For the above reasons I would dismiss the applicant’s claim against the second respondent and give judgment for the second respondent. Having done so I do not consider it necessary to address the second basis upon which the second respondent seeks to have the Third Claim dismissed and judgment given.
The Fourth Claim
The Fourth Claim is brought against the third respondent and alleges that in making false statements about the applicant to the second respondent, the police and other tenants of the second respondent, the third respondent engaged in conduct that contravened s.52 of the TP Act. The relevant facts are stated earlier in these reasons.[8] In the statement of claim the applicant provided particulars as follows:
In (sic) many occasions has called police to harass all stakeholders of the commercial premises;
In (sic) many occasions has thrown rubbish at 23 Hackney Road surroundings and its owner’s property at 27 Hackney Road; and
The applicant is a troublemaker.
The applicant further pleads that as a result of the third respondent’s conduct his relationship with the second respondent and others including the police has deteriorated.

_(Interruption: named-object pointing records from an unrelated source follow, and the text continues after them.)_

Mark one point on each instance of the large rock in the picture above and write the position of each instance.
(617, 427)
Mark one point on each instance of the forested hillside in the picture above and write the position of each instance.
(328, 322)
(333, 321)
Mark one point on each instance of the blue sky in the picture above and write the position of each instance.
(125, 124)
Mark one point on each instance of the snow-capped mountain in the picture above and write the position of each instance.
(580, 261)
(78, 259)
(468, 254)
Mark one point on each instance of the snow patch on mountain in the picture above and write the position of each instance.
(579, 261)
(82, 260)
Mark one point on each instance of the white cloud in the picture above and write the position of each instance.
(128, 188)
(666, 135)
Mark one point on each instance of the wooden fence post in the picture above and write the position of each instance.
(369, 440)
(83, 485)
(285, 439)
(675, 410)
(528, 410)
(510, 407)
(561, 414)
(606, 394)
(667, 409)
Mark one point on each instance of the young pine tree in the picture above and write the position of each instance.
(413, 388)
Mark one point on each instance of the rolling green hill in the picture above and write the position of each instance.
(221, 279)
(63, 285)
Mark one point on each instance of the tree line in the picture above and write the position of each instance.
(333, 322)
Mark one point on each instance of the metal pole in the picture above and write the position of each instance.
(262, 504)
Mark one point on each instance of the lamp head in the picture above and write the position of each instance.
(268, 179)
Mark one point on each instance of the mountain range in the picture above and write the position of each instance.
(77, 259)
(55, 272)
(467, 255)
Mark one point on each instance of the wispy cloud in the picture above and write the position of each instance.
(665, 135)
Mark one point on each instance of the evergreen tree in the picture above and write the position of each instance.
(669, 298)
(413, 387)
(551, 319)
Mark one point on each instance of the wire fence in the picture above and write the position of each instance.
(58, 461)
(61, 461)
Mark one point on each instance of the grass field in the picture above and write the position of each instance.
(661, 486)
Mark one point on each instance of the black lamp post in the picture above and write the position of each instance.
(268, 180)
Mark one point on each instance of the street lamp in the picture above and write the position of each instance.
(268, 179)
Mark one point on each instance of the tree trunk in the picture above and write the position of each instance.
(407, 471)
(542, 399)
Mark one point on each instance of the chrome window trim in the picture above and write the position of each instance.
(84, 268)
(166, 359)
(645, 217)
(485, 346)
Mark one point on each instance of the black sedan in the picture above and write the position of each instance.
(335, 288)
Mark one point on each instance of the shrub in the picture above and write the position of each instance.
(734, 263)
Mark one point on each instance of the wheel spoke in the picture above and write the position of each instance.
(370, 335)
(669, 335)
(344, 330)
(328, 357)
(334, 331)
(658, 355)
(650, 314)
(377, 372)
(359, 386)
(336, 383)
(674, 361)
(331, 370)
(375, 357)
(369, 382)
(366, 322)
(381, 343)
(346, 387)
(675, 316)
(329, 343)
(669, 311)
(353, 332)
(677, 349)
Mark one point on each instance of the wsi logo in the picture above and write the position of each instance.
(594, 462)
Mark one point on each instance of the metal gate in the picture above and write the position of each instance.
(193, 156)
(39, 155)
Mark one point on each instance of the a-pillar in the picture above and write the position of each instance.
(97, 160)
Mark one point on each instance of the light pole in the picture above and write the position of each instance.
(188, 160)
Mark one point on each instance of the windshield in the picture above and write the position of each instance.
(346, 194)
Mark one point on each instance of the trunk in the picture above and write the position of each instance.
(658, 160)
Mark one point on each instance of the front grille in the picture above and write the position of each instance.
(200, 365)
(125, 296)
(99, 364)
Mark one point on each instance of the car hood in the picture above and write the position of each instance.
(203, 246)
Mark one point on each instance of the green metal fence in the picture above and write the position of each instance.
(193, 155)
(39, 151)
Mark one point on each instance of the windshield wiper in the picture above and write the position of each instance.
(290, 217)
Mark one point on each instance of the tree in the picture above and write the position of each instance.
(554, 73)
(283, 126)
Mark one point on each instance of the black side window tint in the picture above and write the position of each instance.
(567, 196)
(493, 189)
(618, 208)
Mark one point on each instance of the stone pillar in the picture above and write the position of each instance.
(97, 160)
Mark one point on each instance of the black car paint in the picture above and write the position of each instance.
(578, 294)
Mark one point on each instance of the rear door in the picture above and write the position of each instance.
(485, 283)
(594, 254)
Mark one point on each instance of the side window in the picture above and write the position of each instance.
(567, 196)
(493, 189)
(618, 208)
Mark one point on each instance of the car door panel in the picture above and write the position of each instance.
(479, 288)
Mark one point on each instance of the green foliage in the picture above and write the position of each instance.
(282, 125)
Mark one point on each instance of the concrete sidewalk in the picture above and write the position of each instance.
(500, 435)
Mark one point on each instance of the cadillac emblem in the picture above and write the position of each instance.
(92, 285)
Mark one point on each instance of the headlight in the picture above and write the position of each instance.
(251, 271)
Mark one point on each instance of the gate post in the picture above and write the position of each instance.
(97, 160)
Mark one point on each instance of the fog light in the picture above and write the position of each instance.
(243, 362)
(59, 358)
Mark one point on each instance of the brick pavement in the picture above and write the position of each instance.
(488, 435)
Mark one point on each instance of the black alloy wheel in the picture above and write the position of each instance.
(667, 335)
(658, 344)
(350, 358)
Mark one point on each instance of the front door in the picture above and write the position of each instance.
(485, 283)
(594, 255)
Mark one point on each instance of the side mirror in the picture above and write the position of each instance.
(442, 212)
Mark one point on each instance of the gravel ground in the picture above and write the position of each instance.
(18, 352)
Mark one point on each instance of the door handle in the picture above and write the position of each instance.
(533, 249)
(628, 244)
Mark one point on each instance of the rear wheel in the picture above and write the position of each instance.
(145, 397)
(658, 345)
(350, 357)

Although the applicant pleads that the statements were made “in trade and (sic) commerce” no facts are pleaded from which it can be concluded that the statements were so made. Taking the facts at their most favourable from the applicant’s point of view as detailed earlier in these reasons, the applicant has no reasonable prospect of successfully establishing that the statements complained of were made by someone on behalf of the third respondent or that they were made in trade or commerce. The inevitable eventual finding if this matter were to go to trial is that this was simply a dispute between neighbours who were individuals.
Conclusion
For these reasons I dismiss the Fourth Claim and give judgment for the third respondent.
In these reasons I have so far dealt only with the applications for summary judgment. I am conscious that all respondents sought in the alternative orders striking out those portions of the statement of claim that are pleaded against each of them. Having decided to give judgment to each of the respondents it is unnecessary to consider the strike-out applications.
I make the orders to be found at the beginning of these reasons.
I certify that the preceding sixty-four (64) paragraphs are a true copy of the reasons for judgment of Simpson FM
Associate: Julie Davey
Date: 4 July 2008
[1] Paragraph 45. Citation excluded.[2] Paragraph 57.[3] And therefore s.17A of the FM Act.[4] Jefferson Ford supra at paras.73 and 74.[5] See paras.12 to 16 of these reasons.[6] See paras.12 to 16 of these reasons.[7] See paras.17 to 20 of these reasons.[8] See paras.21 and 22 of these reasons.